Now that you've explained it here, I recall that there was something
about this in the release notes. However, the values of 200ms isn't
documented. The release notes have:
"When tcp is more than half full, use short timeout for tcp session."
So
I'm guessing that "short timeout" here is 200ms. Also, it's
not clear
whether the timeout is dynamic. What I mean is: is it applied to all
sessions (existing and new), or only to new ones. When the number of tcp
connections drops to less than half, is the timeout reset to 120s? And
is it reset for all sessions, or just new ones?
Dropping from the default 120s, to a mere 200ms when the number of TCP
connections goes up, is quite dramatic. And I happen to think that 200ms
is too low. A client that's getting an AXFR from such an NSD server is
quite likely to suffer disconnects. In fact, I have been observing
exactly this behaviour on the servers we run. We have a use case where a
user is doing AXFR of some largish zones, and when the client is a bit
slow, NSD drops the connection. This causes the client to retry. This,
IMHO, is rather wasteful.
The other feature of shortening the timeout to 100ms is also not so
obvious. The release notes have:
"Fix #14, tcp connections have 1/10 to be active and have to work
every second, and then they get time to complete during a reload,
this is a process that lingers with the old version during a version
update."
The 1/10 there is not very readable. I think that 100ms would be much
clearer. And I also don't understad what you mean by "and have to work
every second". Could you please explain that?

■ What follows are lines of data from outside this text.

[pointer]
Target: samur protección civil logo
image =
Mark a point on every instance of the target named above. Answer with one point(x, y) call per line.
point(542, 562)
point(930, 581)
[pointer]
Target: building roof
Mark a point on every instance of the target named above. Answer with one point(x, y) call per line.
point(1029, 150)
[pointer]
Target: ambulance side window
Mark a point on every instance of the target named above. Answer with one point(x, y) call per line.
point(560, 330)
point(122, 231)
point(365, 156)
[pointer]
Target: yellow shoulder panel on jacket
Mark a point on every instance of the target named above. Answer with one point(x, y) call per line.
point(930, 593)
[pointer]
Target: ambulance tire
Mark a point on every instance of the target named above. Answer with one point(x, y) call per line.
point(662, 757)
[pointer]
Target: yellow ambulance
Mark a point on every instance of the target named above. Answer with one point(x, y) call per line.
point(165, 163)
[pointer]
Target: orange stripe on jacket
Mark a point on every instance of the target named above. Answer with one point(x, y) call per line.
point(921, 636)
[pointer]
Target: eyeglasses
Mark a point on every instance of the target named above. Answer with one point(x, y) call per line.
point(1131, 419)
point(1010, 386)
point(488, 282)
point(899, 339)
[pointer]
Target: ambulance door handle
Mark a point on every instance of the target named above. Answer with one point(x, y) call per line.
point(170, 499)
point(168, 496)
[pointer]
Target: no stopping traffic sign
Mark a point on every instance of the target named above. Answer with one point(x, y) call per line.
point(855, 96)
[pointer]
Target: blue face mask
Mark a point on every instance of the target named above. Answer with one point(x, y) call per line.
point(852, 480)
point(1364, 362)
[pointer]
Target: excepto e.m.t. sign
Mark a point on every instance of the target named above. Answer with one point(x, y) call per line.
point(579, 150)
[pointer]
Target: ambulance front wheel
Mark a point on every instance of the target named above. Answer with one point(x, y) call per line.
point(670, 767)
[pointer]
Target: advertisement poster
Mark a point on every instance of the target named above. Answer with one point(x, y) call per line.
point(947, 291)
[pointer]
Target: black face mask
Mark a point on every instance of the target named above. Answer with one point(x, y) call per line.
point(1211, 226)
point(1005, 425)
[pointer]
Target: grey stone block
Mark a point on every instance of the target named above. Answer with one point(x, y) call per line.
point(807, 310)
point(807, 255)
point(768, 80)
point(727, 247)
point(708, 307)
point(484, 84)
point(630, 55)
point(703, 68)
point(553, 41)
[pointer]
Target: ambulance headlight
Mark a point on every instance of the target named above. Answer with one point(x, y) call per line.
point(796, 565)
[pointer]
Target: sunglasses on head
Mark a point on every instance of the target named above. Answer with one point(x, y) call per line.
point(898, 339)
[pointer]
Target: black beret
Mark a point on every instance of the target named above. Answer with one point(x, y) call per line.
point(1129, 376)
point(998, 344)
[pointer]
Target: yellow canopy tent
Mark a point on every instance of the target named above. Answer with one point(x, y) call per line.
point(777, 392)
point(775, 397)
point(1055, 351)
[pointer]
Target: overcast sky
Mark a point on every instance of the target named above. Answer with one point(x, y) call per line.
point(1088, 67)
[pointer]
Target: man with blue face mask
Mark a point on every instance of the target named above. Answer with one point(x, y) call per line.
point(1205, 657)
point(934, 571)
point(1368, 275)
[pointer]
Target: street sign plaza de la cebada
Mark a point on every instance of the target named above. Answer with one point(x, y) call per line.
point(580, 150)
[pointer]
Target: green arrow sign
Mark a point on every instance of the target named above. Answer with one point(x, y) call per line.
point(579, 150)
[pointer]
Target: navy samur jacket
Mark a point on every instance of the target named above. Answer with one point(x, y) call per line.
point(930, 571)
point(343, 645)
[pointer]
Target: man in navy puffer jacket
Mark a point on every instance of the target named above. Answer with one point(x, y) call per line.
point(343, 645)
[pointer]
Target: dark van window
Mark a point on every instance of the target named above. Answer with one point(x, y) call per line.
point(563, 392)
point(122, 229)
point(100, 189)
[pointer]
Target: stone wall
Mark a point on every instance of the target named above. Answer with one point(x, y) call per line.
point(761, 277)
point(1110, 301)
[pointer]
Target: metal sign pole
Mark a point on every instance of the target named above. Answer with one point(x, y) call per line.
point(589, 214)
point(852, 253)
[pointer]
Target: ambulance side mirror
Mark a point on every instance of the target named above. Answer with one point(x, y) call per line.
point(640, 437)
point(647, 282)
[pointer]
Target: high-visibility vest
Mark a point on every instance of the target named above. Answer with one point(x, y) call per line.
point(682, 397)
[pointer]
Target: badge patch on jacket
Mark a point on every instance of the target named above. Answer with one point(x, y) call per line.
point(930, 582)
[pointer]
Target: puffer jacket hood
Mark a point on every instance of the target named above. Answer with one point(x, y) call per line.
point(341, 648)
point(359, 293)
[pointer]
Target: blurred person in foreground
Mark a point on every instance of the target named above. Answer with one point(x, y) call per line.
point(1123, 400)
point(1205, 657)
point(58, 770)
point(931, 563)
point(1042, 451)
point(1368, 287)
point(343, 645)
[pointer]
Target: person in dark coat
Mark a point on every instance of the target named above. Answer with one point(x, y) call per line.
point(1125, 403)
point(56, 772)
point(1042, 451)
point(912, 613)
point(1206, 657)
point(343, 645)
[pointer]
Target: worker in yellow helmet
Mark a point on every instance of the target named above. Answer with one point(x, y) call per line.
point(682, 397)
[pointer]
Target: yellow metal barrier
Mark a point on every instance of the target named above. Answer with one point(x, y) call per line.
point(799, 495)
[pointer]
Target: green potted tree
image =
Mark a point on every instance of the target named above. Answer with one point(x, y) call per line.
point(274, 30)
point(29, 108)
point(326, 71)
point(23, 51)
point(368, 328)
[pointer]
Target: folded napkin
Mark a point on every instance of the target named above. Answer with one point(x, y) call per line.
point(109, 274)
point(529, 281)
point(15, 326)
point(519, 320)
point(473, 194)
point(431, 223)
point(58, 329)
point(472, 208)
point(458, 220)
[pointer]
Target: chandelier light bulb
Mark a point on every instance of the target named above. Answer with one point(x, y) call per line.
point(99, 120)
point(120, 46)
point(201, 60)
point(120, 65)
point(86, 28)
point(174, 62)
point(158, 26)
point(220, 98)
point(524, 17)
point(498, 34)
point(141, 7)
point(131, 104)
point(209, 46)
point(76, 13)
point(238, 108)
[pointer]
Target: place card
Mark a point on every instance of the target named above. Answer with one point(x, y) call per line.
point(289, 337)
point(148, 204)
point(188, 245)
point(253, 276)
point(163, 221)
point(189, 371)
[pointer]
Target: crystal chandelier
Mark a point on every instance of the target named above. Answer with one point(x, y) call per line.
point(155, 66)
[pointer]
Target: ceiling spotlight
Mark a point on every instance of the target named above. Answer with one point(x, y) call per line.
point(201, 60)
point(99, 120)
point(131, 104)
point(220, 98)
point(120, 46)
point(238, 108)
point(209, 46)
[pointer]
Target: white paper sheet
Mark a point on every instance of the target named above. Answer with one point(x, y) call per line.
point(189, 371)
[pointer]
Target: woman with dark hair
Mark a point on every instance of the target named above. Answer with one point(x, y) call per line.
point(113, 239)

In my opinion, such details should not be buried in the release notes
document. The release notes are useful when comparing one version to
another. All these features of how the server dynamically adjusts its
behaviour should be in the operations manual or at least the nsd.conf
man page.
Imagine a new user of NSD, who is trying to configure and tune the
server, and sets "tcp-timeout" to some value, and still observes
different behaviour when running the server. This leads to confusion.
And it's not reasonable to expect the user to read the entire set of
release notes trying to find such undocumented features.
Regards,
Anand Buddhdev
RIPE NCC